One aspect that could be causing investor caution might be Capital’s dramatic pricing history; a 90% fall from 2006 to 2010, leading to a 3500% rise from 2010 to 2015, following yet again by another 90% fall by late 2016. The current emerging uptrend could easily be seen as the continuation of the greater recovery uptrend seen since mid-2017 and this is significant with price breaking through important resistance and out of the year-long 25c to 30c trading range just last month.

In recent weeks we have seen pricing pushed back to test the old resistance ceiling at 30c for support, but this should be a buying opportunity as we see good positive momentum developing across multiple timeframes. With an active acquisition strategy in a robust marketplace, with plenty of growth opportunities available, backed by strong forecasting and an exciting technical setup, we think the potential of Capital Health should be clearly visible to all.
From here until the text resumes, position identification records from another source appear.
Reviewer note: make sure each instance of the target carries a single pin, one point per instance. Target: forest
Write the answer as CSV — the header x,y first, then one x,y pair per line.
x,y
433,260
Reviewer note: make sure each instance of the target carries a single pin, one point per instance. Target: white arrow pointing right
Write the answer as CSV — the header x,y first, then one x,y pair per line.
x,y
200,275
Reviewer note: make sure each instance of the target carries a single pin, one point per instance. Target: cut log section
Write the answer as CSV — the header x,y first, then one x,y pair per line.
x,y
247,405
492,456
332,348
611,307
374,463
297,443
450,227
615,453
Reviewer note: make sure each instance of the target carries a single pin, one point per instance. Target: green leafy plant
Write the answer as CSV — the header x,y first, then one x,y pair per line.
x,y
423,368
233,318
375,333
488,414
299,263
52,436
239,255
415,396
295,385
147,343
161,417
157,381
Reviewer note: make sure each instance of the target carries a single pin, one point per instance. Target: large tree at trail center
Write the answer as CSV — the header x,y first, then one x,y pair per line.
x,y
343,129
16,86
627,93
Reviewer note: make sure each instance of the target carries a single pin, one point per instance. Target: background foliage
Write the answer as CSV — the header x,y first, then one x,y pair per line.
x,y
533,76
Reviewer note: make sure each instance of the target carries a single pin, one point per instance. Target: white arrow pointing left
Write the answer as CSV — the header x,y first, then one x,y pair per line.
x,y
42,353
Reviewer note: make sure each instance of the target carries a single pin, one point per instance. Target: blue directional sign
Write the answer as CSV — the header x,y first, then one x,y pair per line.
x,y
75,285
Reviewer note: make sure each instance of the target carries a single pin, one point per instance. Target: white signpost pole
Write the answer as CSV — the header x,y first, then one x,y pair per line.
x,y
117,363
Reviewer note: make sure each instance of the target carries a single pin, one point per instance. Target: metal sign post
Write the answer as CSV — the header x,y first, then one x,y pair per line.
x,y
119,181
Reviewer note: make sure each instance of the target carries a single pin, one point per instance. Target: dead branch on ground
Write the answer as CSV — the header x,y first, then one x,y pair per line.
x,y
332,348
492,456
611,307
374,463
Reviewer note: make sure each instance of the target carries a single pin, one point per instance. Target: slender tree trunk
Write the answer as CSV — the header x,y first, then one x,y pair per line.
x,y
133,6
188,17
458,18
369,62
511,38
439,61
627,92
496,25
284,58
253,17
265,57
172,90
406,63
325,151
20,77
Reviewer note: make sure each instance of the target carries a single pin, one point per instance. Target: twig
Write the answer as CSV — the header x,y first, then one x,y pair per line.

This report was produced by Taylor Securities Pty Ltd, which is a Corporate Authorised Representative (Number 414063) of Bespoke Portfolio Pty Ltd (AFSL 341991). Taylor Securities and Patrick Taylor (Representative number 414064) have made every effort to ensure that the information and material contained in this report is accurate and correct and has been obtained from reliable sources. However, no representation is made about the accuracy or completeness of the information and material and it should not be relied upon as a substitute for the exercise of independent judgment. Except to the extent required by law, Taylor Securities and Patrick Taylor does not accept any liability, including negligence, for any loss or damage arising from the use of, or reliance on, the material contained in this report. This report is for information purposes only and is not intended as an offer or solicitation with respect to the sale or purchase of any securities or financial products. The securities or financial products recommended by Taylor Securities and Patrick Taylor carry no guarantee with respect to return of capital or the market value of those securities or financial products. There are general risks associated with any investment in securities or financial products. Investors should be aware that these risks might result in loss of income and capital invested. Neither Taylor Securities and Patrick Taylor nor any of its associates guarantees the repayment of capital. WARNING: This report is intended to provide general financial product advice only. It has been prepared without having regarded to or taking into account any particular investor’s objectives, financial situation and/or needs. Accordingly, no recipients should rely on any recommendation (whether express or implied) contained in this document without obtaining specific advice from their advisers. All investors should therefore consider the appropriateness of the advice, in light of their own objectives, financial situation and/or needs, before acting on the advice. Where applicable, investors should obtain a copy of and consider the product disclosure statement for that product (if any) before making any decision.